The Finisher (Dark Verse #4)
Prologue
It was his third murder that week.
His fiftieth in total, spread out over years. But this one was special. Something he would celebrate later.
The woman's body lay torn open in the grimy alley, heels askew, lipstick smudged, eyes vacant.
He loved that look in their eyes—the unseeing gaze fixed on an open sky they would never soar through. Because in those last moments, he was their god. They called him the Fortis Finisher. He preferred Lord of Death, though no one really used that name. Not yet. Someday, when all the murders were connected to him and the corrupt cops finally woke up, they would.
Smoke seeped from the crack between the buildings in thin tendrils. A light bulb flickered somewhere overhead. And the butcher? He wiped his knife on the torn hem of her skirt, letting the blood soak into the white fabric. A souvenir to stash with the rest. He was still high on the kill, on the chase, on her desecrated body exposed to the elements. The incoming rain would wash away all evidence. The cops would never give a shit about another missing whore. And the one man who owned the city would take the fall, framed for the crimes.
Then the butcher would become the entire city's god.
It was the perfect plan.
A movement in the shadows at the end of the street made him freeze.
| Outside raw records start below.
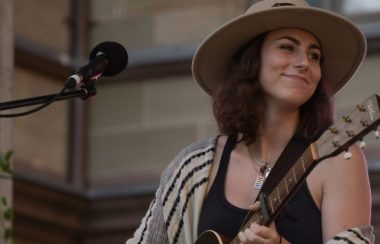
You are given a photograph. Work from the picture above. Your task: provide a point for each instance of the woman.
(271, 73)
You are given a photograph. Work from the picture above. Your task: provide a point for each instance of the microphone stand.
(83, 92)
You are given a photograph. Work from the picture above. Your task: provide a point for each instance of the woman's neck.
(277, 128)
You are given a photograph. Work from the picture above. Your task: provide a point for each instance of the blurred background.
(86, 171)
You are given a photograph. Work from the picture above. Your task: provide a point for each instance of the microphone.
(106, 59)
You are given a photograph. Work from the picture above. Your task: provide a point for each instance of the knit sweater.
(173, 214)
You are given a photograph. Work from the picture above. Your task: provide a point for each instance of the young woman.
(271, 73)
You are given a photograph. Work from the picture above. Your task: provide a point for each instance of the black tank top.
(301, 223)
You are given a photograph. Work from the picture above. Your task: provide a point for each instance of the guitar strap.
(293, 150)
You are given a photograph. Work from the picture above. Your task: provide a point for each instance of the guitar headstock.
(350, 129)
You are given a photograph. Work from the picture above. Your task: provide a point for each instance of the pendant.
(266, 172)
(259, 182)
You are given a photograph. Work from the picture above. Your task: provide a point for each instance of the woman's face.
(290, 66)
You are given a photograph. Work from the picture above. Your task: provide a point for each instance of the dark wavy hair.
(237, 102)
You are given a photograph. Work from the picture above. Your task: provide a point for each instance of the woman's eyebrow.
(297, 42)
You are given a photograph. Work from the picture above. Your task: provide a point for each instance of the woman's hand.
(259, 234)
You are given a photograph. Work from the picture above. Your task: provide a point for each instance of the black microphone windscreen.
(116, 55)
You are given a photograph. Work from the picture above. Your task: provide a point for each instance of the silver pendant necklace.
(262, 174)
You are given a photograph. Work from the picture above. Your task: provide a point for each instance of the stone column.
(6, 75)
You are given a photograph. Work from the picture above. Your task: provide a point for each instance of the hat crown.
(268, 4)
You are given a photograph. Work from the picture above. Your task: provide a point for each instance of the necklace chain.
(262, 174)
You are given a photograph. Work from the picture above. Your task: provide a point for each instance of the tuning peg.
(361, 107)
(333, 130)
(347, 155)
(362, 144)
(364, 123)
(347, 119)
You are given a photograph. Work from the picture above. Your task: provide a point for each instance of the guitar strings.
(258, 216)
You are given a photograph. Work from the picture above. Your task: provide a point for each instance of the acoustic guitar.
(336, 139)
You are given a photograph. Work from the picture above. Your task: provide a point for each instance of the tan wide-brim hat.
(343, 43)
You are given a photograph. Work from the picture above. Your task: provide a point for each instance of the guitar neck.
(285, 189)
(336, 139)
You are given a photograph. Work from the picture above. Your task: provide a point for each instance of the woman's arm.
(346, 197)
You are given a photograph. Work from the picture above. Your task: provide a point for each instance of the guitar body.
(333, 141)
(211, 237)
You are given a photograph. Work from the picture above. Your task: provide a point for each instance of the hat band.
(282, 4)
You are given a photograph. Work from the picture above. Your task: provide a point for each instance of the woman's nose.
(301, 62)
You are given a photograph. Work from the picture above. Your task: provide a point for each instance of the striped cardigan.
(173, 214)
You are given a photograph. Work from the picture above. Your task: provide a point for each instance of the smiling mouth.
(298, 78)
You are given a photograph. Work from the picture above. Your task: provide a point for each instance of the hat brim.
(343, 44)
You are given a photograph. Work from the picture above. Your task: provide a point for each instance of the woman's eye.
(287, 47)
(315, 56)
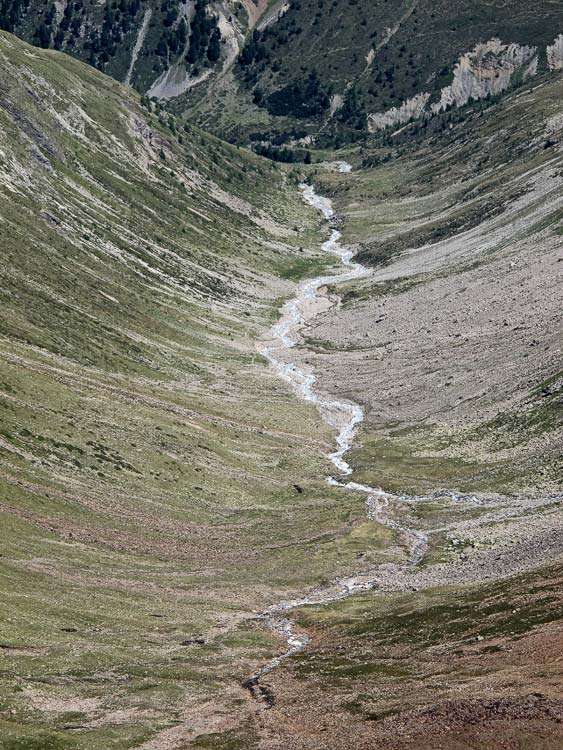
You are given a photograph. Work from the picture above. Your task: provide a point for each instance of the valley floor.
(161, 485)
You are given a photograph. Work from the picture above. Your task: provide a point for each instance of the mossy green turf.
(423, 186)
(146, 490)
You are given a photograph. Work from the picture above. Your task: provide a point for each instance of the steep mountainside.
(261, 68)
(147, 497)
(155, 45)
(175, 569)
(452, 345)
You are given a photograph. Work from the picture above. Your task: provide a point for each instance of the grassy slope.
(462, 665)
(146, 494)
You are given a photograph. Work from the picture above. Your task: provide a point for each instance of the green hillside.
(147, 495)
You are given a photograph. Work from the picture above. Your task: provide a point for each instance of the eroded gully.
(344, 417)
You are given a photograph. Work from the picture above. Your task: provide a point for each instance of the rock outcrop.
(554, 54)
(489, 69)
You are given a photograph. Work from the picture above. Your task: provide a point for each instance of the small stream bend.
(344, 416)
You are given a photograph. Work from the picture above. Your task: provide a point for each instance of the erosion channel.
(343, 416)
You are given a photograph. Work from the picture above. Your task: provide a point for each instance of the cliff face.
(487, 70)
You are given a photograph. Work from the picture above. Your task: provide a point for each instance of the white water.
(343, 416)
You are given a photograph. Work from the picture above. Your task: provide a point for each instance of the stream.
(343, 416)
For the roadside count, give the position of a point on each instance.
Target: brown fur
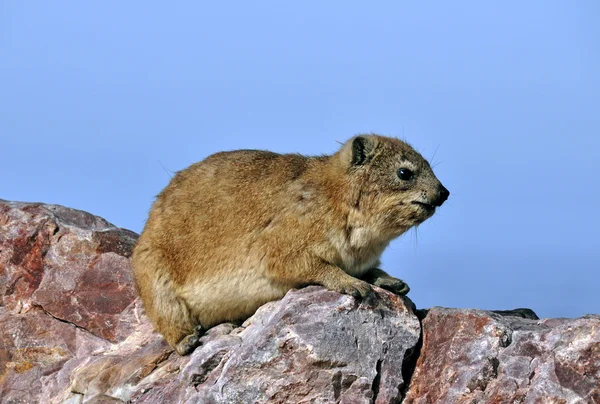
(242, 228)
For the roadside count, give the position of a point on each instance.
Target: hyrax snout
(242, 228)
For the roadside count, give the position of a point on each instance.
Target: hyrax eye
(405, 174)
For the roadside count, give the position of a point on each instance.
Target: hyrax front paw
(355, 288)
(392, 284)
(190, 342)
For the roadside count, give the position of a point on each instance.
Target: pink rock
(483, 357)
(72, 330)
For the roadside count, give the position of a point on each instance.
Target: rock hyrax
(242, 228)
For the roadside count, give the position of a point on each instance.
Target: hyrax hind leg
(169, 313)
(380, 278)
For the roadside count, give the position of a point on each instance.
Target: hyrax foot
(189, 343)
(395, 285)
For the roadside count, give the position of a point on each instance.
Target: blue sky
(96, 98)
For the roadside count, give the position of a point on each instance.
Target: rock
(474, 356)
(72, 330)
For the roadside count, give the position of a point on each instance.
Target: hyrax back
(242, 228)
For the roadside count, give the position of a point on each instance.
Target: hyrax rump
(242, 228)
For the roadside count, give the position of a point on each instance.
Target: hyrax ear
(362, 150)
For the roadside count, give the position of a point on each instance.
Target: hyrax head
(396, 185)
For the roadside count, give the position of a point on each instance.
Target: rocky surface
(72, 330)
(475, 356)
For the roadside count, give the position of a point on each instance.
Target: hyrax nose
(443, 194)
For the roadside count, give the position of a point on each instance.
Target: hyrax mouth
(427, 206)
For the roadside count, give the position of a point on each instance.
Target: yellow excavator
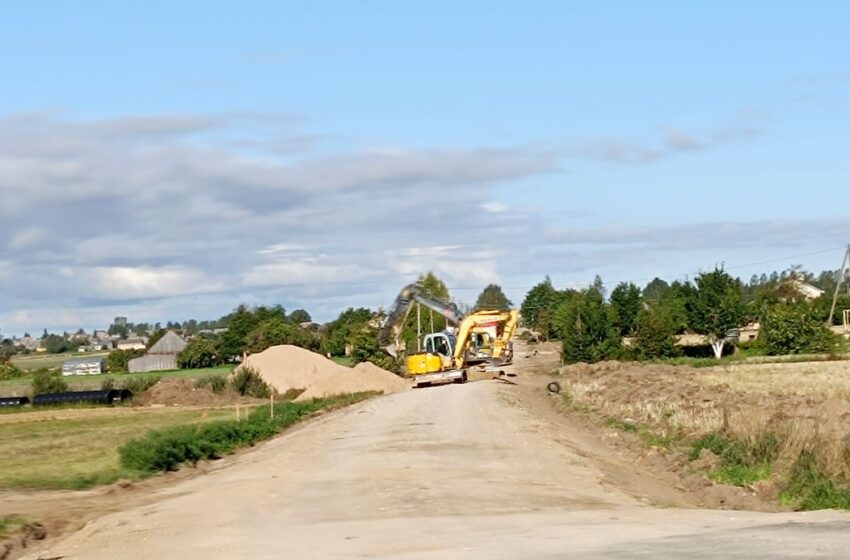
(481, 339)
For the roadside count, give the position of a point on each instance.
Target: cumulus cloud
(670, 142)
(112, 212)
(690, 237)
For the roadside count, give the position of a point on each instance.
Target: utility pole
(843, 275)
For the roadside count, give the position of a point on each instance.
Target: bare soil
(496, 469)
(288, 367)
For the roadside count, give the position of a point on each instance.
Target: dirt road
(462, 471)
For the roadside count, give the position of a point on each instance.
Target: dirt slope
(458, 471)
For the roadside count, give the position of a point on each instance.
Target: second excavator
(480, 339)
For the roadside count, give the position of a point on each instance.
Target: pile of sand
(290, 367)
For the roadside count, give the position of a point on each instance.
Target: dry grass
(78, 448)
(825, 379)
(804, 405)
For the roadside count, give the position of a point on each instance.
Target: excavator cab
(436, 356)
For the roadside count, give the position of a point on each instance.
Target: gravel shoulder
(459, 471)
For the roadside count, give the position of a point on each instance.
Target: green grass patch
(744, 461)
(809, 488)
(169, 449)
(742, 475)
(10, 525)
(66, 448)
(83, 382)
(621, 425)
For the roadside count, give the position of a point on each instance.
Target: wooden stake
(842, 275)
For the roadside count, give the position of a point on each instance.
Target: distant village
(121, 335)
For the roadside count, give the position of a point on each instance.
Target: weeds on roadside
(744, 461)
(167, 450)
(216, 383)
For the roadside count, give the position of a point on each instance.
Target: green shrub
(140, 384)
(9, 371)
(119, 360)
(655, 334)
(795, 328)
(216, 383)
(744, 461)
(247, 382)
(48, 381)
(199, 353)
(810, 488)
(167, 450)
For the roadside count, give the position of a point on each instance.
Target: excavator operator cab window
(438, 344)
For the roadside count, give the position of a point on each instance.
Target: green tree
(795, 328)
(365, 348)
(340, 332)
(541, 307)
(625, 302)
(48, 381)
(655, 333)
(714, 307)
(492, 297)
(55, 344)
(434, 288)
(588, 332)
(239, 323)
(300, 316)
(199, 353)
(274, 332)
(155, 337)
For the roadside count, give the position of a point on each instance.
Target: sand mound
(290, 367)
(171, 392)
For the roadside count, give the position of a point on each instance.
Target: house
(83, 366)
(139, 343)
(162, 355)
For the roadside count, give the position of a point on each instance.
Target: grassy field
(830, 379)
(36, 361)
(80, 382)
(77, 448)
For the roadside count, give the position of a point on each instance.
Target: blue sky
(171, 160)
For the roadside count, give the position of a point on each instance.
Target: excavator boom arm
(400, 309)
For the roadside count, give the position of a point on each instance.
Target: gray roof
(170, 343)
(83, 362)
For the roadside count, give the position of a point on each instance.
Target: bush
(794, 328)
(119, 360)
(587, 329)
(810, 488)
(744, 461)
(199, 353)
(655, 334)
(216, 383)
(140, 384)
(9, 371)
(167, 450)
(47, 381)
(247, 382)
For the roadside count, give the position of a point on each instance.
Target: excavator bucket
(392, 350)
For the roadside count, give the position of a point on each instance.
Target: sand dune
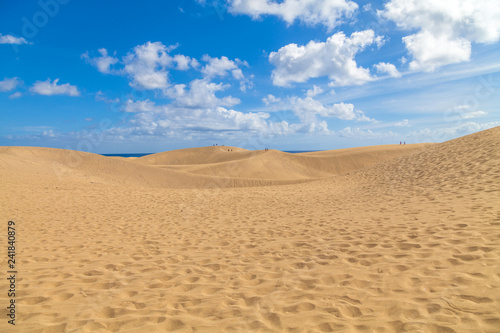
(372, 239)
(273, 164)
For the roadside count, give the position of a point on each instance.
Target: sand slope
(273, 164)
(410, 244)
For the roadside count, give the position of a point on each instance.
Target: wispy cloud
(49, 88)
(9, 39)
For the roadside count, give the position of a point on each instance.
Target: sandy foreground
(374, 239)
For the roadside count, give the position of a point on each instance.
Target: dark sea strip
(144, 154)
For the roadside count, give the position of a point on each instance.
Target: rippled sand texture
(375, 239)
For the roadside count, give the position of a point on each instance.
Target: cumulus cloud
(9, 39)
(221, 67)
(167, 120)
(103, 63)
(311, 12)
(461, 112)
(383, 67)
(333, 58)
(315, 90)
(271, 99)
(9, 84)
(448, 133)
(402, 123)
(146, 65)
(15, 95)
(218, 66)
(49, 88)
(308, 109)
(445, 28)
(201, 93)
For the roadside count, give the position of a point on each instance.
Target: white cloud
(17, 94)
(103, 63)
(169, 120)
(10, 84)
(184, 62)
(383, 67)
(201, 93)
(9, 39)
(402, 123)
(140, 106)
(431, 51)
(333, 58)
(445, 28)
(312, 12)
(48, 88)
(99, 96)
(460, 112)
(221, 67)
(308, 109)
(314, 91)
(473, 114)
(271, 99)
(147, 64)
(448, 133)
(217, 66)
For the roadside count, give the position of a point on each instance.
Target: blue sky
(150, 76)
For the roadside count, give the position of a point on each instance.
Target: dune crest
(374, 239)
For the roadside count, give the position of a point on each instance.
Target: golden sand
(374, 239)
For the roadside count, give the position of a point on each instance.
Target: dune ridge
(399, 243)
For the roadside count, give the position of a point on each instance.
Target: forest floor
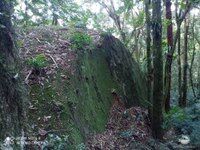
(126, 128)
(130, 129)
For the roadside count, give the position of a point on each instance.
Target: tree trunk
(185, 67)
(148, 51)
(158, 71)
(10, 98)
(179, 68)
(169, 59)
(192, 60)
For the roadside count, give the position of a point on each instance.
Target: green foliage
(81, 147)
(81, 41)
(38, 62)
(185, 122)
(57, 142)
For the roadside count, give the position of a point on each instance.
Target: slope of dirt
(70, 96)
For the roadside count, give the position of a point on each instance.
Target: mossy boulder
(72, 94)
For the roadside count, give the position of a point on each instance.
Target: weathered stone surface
(75, 95)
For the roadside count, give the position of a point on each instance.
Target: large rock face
(71, 95)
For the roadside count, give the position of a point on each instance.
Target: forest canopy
(128, 70)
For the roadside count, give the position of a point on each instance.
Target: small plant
(38, 62)
(81, 41)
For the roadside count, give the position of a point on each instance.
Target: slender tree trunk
(169, 59)
(179, 68)
(192, 60)
(148, 51)
(158, 71)
(10, 99)
(185, 66)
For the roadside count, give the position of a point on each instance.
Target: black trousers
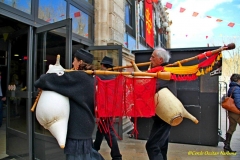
(110, 138)
(157, 144)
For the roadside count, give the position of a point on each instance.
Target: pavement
(133, 149)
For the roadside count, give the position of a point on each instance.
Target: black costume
(79, 88)
(109, 136)
(157, 144)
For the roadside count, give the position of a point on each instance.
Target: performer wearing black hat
(110, 135)
(79, 87)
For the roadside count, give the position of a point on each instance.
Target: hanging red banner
(149, 25)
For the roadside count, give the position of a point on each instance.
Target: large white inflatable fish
(53, 109)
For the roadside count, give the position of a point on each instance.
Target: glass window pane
(81, 22)
(52, 10)
(17, 84)
(89, 1)
(99, 54)
(22, 5)
(128, 14)
(131, 43)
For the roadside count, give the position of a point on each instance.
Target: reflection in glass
(89, 1)
(131, 42)
(18, 78)
(46, 54)
(99, 54)
(22, 5)
(81, 22)
(52, 10)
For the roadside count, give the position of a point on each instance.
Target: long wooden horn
(129, 66)
(160, 75)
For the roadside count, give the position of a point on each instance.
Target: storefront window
(81, 22)
(22, 5)
(130, 42)
(52, 10)
(89, 1)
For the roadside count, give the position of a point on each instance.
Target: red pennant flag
(219, 20)
(231, 24)
(77, 14)
(195, 14)
(169, 5)
(182, 9)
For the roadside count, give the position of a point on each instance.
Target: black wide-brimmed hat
(107, 60)
(84, 55)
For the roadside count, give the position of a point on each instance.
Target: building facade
(34, 32)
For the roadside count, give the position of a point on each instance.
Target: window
(128, 13)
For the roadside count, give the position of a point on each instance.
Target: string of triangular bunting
(195, 14)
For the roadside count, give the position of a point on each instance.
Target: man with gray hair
(157, 144)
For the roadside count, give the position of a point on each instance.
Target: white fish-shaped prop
(52, 110)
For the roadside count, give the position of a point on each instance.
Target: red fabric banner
(77, 14)
(168, 5)
(195, 14)
(149, 24)
(125, 96)
(219, 20)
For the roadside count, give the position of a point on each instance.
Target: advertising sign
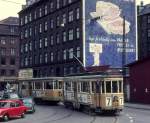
(103, 25)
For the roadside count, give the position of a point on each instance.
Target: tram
(94, 93)
(47, 89)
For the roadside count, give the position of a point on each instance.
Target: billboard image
(103, 25)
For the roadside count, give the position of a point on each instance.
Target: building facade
(139, 81)
(9, 47)
(144, 31)
(51, 38)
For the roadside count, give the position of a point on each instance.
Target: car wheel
(22, 115)
(5, 118)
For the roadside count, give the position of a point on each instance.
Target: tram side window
(108, 86)
(114, 87)
(49, 85)
(38, 85)
(120, 86)
(84, 86)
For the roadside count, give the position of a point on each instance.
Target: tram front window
(114, 87)
(108, 86)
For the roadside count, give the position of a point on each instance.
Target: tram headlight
(108, 101)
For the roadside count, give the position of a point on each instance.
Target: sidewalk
(138, 106)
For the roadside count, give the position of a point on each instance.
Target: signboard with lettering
(103, 33)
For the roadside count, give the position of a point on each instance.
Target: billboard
(103, 25)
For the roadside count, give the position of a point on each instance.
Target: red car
(11, 109)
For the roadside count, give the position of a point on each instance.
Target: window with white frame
(51, 6)
(46, 57)
(77, 13)
(70, 34)
(71, 53)
(148, 32)
(51, 40)
(70, 16)
(45, 9)
(30, 46)
(64, 54)
(30, 31)
(57, 21)
(30, 17)
(40, 30)
(51, 23)
(77, 33)
(64, 20)
(26, 47)
(26, 19)
(64, 36)
(40, 12)
(78, 52)
(40, 43)
(52, 56)
(58, 4)
(45, 42)
(40, 58)
(69, 1)
(57, 39)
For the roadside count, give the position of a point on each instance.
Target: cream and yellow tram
(42, 89)
(96, 93)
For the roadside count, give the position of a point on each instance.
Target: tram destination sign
(103, 33)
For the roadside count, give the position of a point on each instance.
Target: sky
(11, 9)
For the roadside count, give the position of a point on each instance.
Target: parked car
(29, 103)
(12, 109)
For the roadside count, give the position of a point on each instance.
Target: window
(58, 4)
(78, 52)
(40, 58)
(77, 13)
(45, 27)
(71, 34)
(26, 19)
(12, 61)
(64, 2)
(148, 32)
(12, 51)
(57, 21)
(71, 53)
(30, 17)
(51, 23)
(64, 20)
(30, 31)
(46, 57)
(45, 10)
(3, 72)
(57, 39)
(40, 30)
(65, 54)
(40, 43)
(40, 12)
(51, 40)
(45, 42)
(26, 61)
(3, 51)
(51, 6)
(64, 37)
(70, 16)
(77, 33)
(3, 61)
(3, 41)
(52, 57)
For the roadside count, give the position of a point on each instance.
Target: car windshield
(4, 104)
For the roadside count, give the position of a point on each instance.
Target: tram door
(97, 92)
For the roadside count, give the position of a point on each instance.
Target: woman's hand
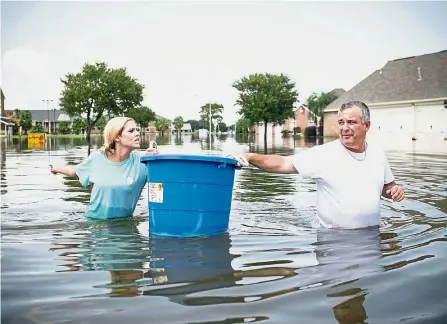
(151, 151)
(53, 170)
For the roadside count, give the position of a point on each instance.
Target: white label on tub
(155, 192)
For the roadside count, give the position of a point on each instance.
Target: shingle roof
(42, 115)
(411, 78)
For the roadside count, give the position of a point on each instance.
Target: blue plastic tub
(189, 195)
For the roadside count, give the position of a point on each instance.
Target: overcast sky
(188, 53)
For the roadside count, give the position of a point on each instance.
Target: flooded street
(273, 265)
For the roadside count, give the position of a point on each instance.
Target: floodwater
(272, 266)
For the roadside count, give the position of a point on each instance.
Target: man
(351, 174)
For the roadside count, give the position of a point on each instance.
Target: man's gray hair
(351, 103)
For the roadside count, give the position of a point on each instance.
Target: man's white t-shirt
(348, 190)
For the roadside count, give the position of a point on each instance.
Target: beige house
(407, 97)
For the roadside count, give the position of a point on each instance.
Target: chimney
(419, 74)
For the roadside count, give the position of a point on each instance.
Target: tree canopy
(142, 116)
(266, 98)
(318, 102)
(98, 91)
(216, 113)
(178, 123)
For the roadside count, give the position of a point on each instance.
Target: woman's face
(130, 136)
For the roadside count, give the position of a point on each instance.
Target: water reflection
(273, 264)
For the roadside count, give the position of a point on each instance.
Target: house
(303, 118)
(407, 97)
(186, 128)
(48, 118)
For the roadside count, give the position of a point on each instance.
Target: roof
(42, 115)
(411, 78)
(338, 91)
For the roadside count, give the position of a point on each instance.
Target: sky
(188, 53)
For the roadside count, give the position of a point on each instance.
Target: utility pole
(209, 105)
(48, 103)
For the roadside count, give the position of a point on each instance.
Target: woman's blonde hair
(113, 129)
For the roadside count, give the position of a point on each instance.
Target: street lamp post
(48, 103)
(209, 104)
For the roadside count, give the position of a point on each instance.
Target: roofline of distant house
(398, 103)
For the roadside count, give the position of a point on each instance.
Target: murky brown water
(272, 266)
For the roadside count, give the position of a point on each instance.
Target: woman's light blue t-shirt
(117, 186)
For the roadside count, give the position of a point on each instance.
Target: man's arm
(71, 172)
(393, 191)
(271, 163)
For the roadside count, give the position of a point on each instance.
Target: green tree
(243, 125)
(38, 128)
(266, 98)
(78, 126)
(64, 126)
(195, 124)
(222, 127)
(216, 112)
(26, 120)
(97, 91)
(178, 123)
(142, 116)
(101, 123)
(318, 102)
(161, 124)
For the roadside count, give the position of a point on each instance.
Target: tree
(243, 125)
(142, 116)
(195, 124)
(99, 90)
(216, 111)
(266, 98)
(162, 125)
(38, 128)
(178, 123)
(318, 102)
(101, 123)
(78, 126)
(222, 127)
(26, 120)
(64, 127)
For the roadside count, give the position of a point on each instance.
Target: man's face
(352, 131)
(130, 137)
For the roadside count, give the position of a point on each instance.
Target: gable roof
(42, 115)
(186, 127)
(411, 78)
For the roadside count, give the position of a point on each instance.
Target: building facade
(407, 98)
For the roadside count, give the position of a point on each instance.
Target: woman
(115, 170)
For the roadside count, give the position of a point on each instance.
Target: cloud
(189, 53)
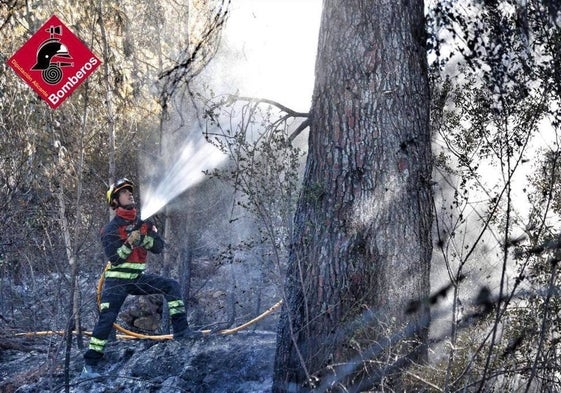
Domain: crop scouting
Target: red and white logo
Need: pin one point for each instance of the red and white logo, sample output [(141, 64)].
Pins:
[(54, 62)]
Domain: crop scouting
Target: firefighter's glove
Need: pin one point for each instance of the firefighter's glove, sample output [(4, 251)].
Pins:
[(134, 239)]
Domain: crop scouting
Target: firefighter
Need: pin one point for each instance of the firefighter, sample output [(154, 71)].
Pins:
[(126, 241)]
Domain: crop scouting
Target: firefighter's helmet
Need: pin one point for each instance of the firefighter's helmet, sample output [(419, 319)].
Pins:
[(113, 191)]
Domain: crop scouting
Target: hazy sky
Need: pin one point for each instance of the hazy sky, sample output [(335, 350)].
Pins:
[(270, 49)]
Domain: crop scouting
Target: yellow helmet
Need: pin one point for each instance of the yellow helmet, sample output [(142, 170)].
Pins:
[(113, 191)]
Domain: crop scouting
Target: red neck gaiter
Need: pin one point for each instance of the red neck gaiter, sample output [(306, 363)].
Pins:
[(127, 214)]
He squinted, trying to pierce the thick air, and saw a silhouette leaning against the wall. The same silhouette he had seen at every kill for the last two weeks.
A sound pierced the silence. A lighter flicked open. A flame bloomed, barely illuminating a hand, before being extinguished.
The same.
Fear wasn't an emotion he was familiar with. But watching that silhouette in the dark—uncaring, unmoving, observing him, stalking him for two weeks—a frisson crawled down his spine.
No, it couldn't be the myth.
He told himself that every time. A myth to many, a truth to some who never lived to tell the tale. The name everyone deep in the underworld knew to fear. Was that him? No. No way. The man wasn't real. It was possibly just a homeless guy who had seen everything and was too scared to come out. Or maybe even an undercover cop. Nothing else.
"Get lost before I cut you open," the butcher called out, glad his voice lacked the tremor he felt inside.
No sound. No movement. Nothing but eyes watching him quietly.
It scared him. Emasculated him. He didn't like that. He, who had terrorized and killed over fifty women, felt fear watching a silhouette in the shadows because of some fucking underworld myth.
Sirens wailed somewhere in the city, distant in the dead of night. A nightclub down the block pounded with music as its door opened and closed.
He heard only his own breathing, angry at being afraid, angry at feeling hunted.
He took a step back.
The silhouette didn't move. Just kept watching.
Just a scared homeless guy. That was all.
He pocketed his knife and backed out of the alley, scanning slowly to ensure no one else saw him, then broke into a sprint away from the crime scene. But just before he turned off the block, paranoia got the better of him. He looked back at the mouth of the alley, like he did every time.
And like each time, a man in dark clothes stood in the shadows, leaning against the wall, flicking a lighter, watching him run like a coward into the night.
The Shadow Man. A bigger monster than he. Was real.